Un motociclista inglese, Timothy Rowsell, è morto a causa del cosi detto “panico da autovelox”.
Viaggiava a 109 km/h sulla sua Suzuki GSX-R 1000, quando ha visto, probabilmente troppo tardi, l’apparecchiatura del rilevamento della velocità istantanea.
In quel di strada vige il limite delle 50 miglia orarie, Timothy è stato fotografato a 69 miglia l’ora.
Ha frenato bruscamente per non incorrere nella salata multa e, bloccando le ruote, è finito a terra, carambolando nel volo e finendo addosso alla barriera spartitraffico.
Probabilmente non è neanche riuscito a rallentarsi di molto, dato che, in questi casi, o si blocca subito (prima della compressione delle forcelle, che caricano il pneumatico, aumentandone il grip) o si frena in qualche modo.

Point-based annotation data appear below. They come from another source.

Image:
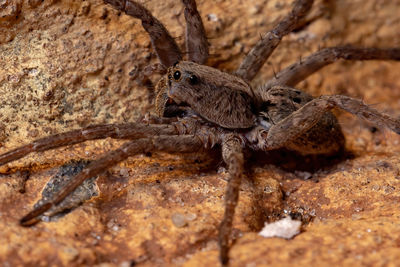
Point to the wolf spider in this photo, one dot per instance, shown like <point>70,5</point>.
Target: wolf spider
<point>200,107</point>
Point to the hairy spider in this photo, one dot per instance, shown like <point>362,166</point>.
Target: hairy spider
<point>200,107</point>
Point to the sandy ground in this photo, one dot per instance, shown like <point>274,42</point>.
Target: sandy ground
<point>69,64</point>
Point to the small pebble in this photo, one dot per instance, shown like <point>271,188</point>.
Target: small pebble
<point>179,220</point>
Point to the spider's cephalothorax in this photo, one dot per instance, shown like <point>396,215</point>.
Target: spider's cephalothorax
<point>202,106</point>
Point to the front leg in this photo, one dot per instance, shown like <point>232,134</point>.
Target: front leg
<point>233,156</point>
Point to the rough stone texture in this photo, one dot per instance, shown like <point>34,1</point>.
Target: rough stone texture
<point>67,64</point>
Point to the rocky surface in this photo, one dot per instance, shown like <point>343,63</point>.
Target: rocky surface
<point>68,64</point>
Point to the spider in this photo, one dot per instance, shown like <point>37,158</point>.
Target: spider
<point>200,107</point>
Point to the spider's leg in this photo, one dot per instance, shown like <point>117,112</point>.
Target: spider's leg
<point>300,121</point>
<point>165,46</point>
<point>118,131</point>
<point>299,71</point>
<point>196,39</point>
<point>257,56</point>
<point>233,156</point>
<point>184,143</point>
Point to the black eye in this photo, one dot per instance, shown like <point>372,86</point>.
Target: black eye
<point>177,75</point>
<point>193,79</point>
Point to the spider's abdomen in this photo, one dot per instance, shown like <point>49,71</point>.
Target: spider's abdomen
<point>325,137</point>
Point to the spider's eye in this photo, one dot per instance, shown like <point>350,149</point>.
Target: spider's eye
<point>193,79</point>
<point>177,75</point>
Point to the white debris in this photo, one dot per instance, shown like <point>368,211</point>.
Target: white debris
<point>284,228</point>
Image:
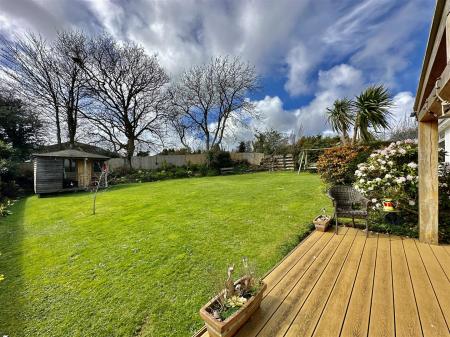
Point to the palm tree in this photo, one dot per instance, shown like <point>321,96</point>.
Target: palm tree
<point>340,117</point>
<point>372,112</point>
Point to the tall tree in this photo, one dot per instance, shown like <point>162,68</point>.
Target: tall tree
<point>70,79</point>
<point>47,76</point>
<point>128,87</point>
<point>269,142</point>
<point>208,98</point>
<point>340,116</point>
<point>371,112</point>
<point>19,126</point>
<point>28,62</point>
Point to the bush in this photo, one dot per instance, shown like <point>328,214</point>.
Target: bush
<point>219,159</point>
<point>392,173</point>
<point>337,165</point>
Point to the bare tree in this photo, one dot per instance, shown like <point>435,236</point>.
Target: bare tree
<point>47,76</point>
<point>128,88</point>
<point>70,78</point>
<point>207,98</point>
<point>28,63</point>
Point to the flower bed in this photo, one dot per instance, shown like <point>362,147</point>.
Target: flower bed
<point>391,173</point>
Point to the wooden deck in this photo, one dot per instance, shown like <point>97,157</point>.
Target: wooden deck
<point>347,285</point>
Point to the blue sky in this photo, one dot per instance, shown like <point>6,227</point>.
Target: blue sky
<point>308,52</point>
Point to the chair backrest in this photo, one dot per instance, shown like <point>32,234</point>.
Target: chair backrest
<point>344,195</point>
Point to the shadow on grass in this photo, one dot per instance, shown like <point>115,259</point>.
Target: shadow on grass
<point>11,266</point>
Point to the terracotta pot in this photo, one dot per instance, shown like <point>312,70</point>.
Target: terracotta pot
<point>388,205</point>
<point>321,224</point>
<point>231,325</point>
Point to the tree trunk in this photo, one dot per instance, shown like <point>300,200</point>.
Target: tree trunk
<point>71,126</point>
<point>58,126</point>
<point>130,150</point>
<point>355,129</point>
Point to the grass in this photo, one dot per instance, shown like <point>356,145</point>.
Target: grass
<point>150,257</point>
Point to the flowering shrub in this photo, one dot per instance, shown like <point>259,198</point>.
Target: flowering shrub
<point>337,165</point>
<point>390,173</point>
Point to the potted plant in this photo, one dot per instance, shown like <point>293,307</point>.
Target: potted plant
<point>233,306</point>
<point>322,221</point>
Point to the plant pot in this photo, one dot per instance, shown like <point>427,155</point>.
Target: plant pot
<point>231,325</point>
<point>388,205</point>
<point>321,223</point>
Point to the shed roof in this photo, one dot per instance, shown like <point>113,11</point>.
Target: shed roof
<point>71,153</point>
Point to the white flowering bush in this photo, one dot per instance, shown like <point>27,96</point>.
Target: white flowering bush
<point>390,173</point>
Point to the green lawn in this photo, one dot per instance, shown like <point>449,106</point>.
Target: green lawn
<point>149,258</point>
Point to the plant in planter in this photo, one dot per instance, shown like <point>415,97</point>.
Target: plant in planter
<point>322,221</point>
<point>234,305</point>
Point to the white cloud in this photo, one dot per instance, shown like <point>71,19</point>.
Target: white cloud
<point>305,42</point>
<point>402,106</point>
<point>338,82</point>
<point>299,66</point>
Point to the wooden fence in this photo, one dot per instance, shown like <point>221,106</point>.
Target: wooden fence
<point>155,162</point>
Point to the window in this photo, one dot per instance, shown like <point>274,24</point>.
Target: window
<point>70,165</point>
<point>98,166</point>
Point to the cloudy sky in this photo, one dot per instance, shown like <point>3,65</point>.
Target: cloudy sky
<point>308,52</point>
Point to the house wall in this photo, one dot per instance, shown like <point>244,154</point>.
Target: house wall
<point>155,162</point>
<point>444,138</point>
<point>48,175</point>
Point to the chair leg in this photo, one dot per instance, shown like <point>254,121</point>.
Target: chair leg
<point>335,218</point>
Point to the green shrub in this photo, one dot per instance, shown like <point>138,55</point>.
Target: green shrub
<point>337,165</point>
<point>219,159</point>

Vi proponiamo qui un altro video, in diretta, dove la vista della sola volante della polizia innesca una scivolata del motociclista, sul quale poi le forze dell’ordine infieriscono miseramente…
E’ un fatto che se da una parte questi apparecchi salvino molte vite -perchè è innegabile che funzionino come deterrenti per le elevate velocità in punti potenzialmente pericolo- in certi casi la loro presenza possa dare luogo a spiacevoli incidenti.

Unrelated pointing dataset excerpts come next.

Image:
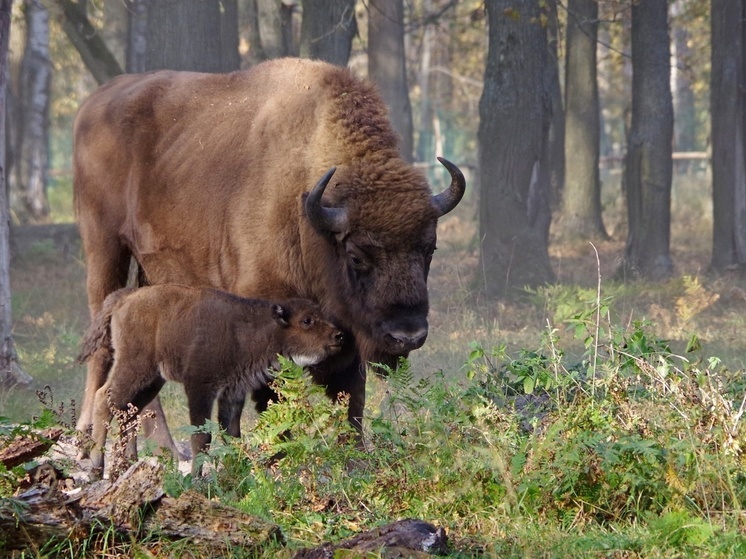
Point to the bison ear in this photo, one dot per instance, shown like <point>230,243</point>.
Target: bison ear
<point>280,314</point>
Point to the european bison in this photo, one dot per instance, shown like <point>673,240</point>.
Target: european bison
<point>208,179</point>
<point>216,344</point>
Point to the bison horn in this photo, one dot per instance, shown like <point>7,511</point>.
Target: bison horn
<point>449,199</point>
<point>323,218</point>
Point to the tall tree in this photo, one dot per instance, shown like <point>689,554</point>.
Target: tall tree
<point>649,163</point>
<point>581,200</point>
<point>728,81</point>
<point>9,369</point>
<point>514,111</point>
<point>387,65</point>
<point>88,41</point>
<point>327,30</point>
<point>31,153</point>
<point>197,35</point>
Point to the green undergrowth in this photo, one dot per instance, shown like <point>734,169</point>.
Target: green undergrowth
<point>625,448</point>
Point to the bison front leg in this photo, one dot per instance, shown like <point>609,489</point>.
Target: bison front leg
<point>156,429</point>
<point>107,263</point>
<point>101,418</point>
<point>230,407</point>
<point>97,371</point>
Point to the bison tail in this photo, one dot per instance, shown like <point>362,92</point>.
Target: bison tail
<point>99,334</point>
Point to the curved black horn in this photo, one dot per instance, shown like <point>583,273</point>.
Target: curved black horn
<point>449,199</point>
<point>333,220</point>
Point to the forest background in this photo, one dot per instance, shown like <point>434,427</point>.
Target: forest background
<point>602,231</point>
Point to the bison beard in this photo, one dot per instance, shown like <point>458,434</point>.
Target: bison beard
<point>208,179</point>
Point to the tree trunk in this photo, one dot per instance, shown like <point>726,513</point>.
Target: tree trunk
<point>514,211</point>
<point>88,42</point>
<point>581,202</point>
<point>114,29</point>
<point>387,66</point>
<point>649,164</point>
<point>31,152</point>
<point>137,29</point>
<point>327,30</point>
<point>197,35</point>
<point>9,369</point>
<point>270,29</point>
<point>727,83</point>
<point>557,126</point>
<point>685,123</point>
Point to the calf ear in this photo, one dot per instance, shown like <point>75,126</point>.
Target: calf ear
<point>280,314</point>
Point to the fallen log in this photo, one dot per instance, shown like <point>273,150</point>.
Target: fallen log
<point>406,538</point>
<point>134,508</point>
<point>131,508</point>
<point>27,446</point>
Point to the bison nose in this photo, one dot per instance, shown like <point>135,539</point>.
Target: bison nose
<point>401,341</point>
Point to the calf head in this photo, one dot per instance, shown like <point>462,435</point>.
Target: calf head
<point>380,229</point>
<point>307,336</point>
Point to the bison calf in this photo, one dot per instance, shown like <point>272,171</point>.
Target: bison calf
<point>216,344</point>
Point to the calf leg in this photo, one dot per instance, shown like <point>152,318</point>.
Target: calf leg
<point>230,406</point>
<point>200,410</point>
<point>262,396</point>
<point>107,262</point>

E’ inutile fare i bigotti o far finta di niente, quando c’è un autovelox siamo tutti li a dare spesso una toccata ai freni in prossimità dell’apparecchio se lo scorgiamo proprio all’ultimo.

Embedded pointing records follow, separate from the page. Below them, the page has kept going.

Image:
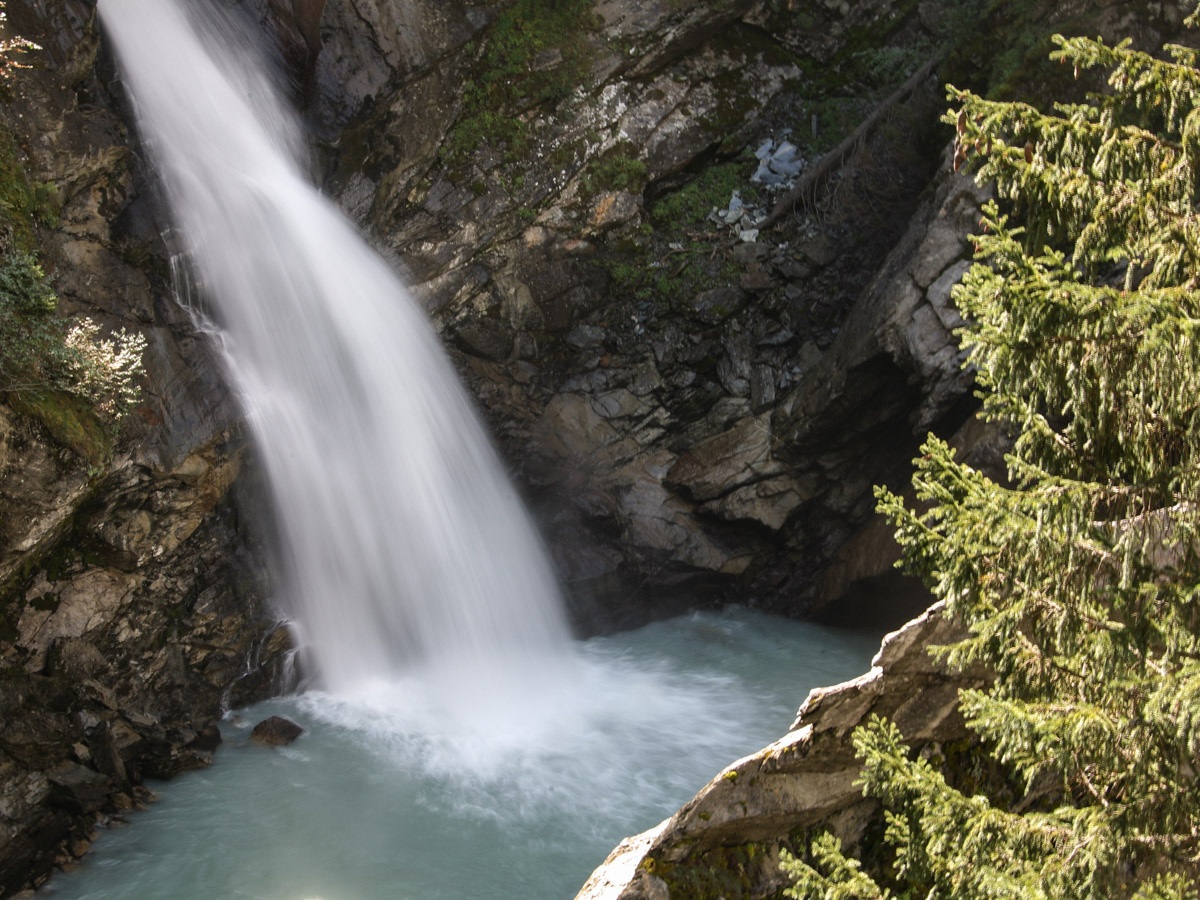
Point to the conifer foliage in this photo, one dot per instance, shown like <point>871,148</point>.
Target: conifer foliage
<point>1079,576</point>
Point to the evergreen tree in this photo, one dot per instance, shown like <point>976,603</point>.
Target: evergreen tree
<point>1078,577</point>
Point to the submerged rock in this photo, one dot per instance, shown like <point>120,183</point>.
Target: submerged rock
<point>276,731</point>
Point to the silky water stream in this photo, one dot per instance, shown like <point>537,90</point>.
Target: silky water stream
<point>384,797</point>
<point>457,743</point>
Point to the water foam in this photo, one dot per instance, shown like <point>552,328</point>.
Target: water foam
<point>403,541</point>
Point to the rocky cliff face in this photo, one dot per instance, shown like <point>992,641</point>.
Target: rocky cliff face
<point>726,840</point>
<point>695,406</point>
<point>691,405</point>
<point>132,592</point>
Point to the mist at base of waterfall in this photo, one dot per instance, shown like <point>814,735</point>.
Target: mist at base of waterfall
<point>387,796</point>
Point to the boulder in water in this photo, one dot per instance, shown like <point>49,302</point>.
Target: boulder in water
<point>276,731</point>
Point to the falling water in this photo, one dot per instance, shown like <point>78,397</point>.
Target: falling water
<point>403,541</point>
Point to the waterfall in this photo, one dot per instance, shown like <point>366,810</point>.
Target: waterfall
<point>403,543</point>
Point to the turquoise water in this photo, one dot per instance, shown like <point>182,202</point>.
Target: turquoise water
<point>388,795</point>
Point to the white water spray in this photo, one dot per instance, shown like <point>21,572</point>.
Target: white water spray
<point>403,541</point>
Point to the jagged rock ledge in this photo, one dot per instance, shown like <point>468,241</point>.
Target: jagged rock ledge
<point>725,841</point>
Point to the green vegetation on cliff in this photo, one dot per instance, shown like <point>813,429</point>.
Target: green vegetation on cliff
<point>1078,576</point>
<point>60,371</point>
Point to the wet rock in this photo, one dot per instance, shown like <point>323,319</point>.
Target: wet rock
<point>78,789</point>
<point>807,779</point>
<point>276,731</point>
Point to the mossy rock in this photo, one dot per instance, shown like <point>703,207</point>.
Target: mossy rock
<point>70,420</point>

Buona norma vorrebbe che, se proprio lo dovessimo fare, sarebbe il caso di dare PRIMA un occhio allo specchietto retrovisore: va bene le distanze di sicurezza da rispettare per chi ci segue, però anche metterci a fare improvvise inchiodate gratuite sul dritto è cosa da delinquenti.
Nonostante chi vi scrive sia decisamente intollerante -ma rispettoso- dei sistemi di rilevamento e controllo della velocità, è indubbio che se proprio ci devono essere, allora sceglierei il sistema TUTOR: nessun motivo di improvvise toccatine ai freni, velocità controllata per un lungo tratto, la media non può essere troppo elevata, se si è multati è perchè davvero si va troppo veloci per un lungo tratto, per cui si è davvero colpevoli.
Personalmente sono stato multato di ben 2mila euro per essere andato a più di 100 all’ora, per 3 punti di controllo, complessivamente circa 20km, con il carrello portamoto al traino della macchina: non avevo pensato che il sistema TUTOR potesse riconoscere anche il rimorchio e applicare i conseguenti limiti: 80 km/h.
Per ritornare al titolo di pagina, cari amici, il panico è capace di giocare anche i più esperti e migliori talenti del manubrio.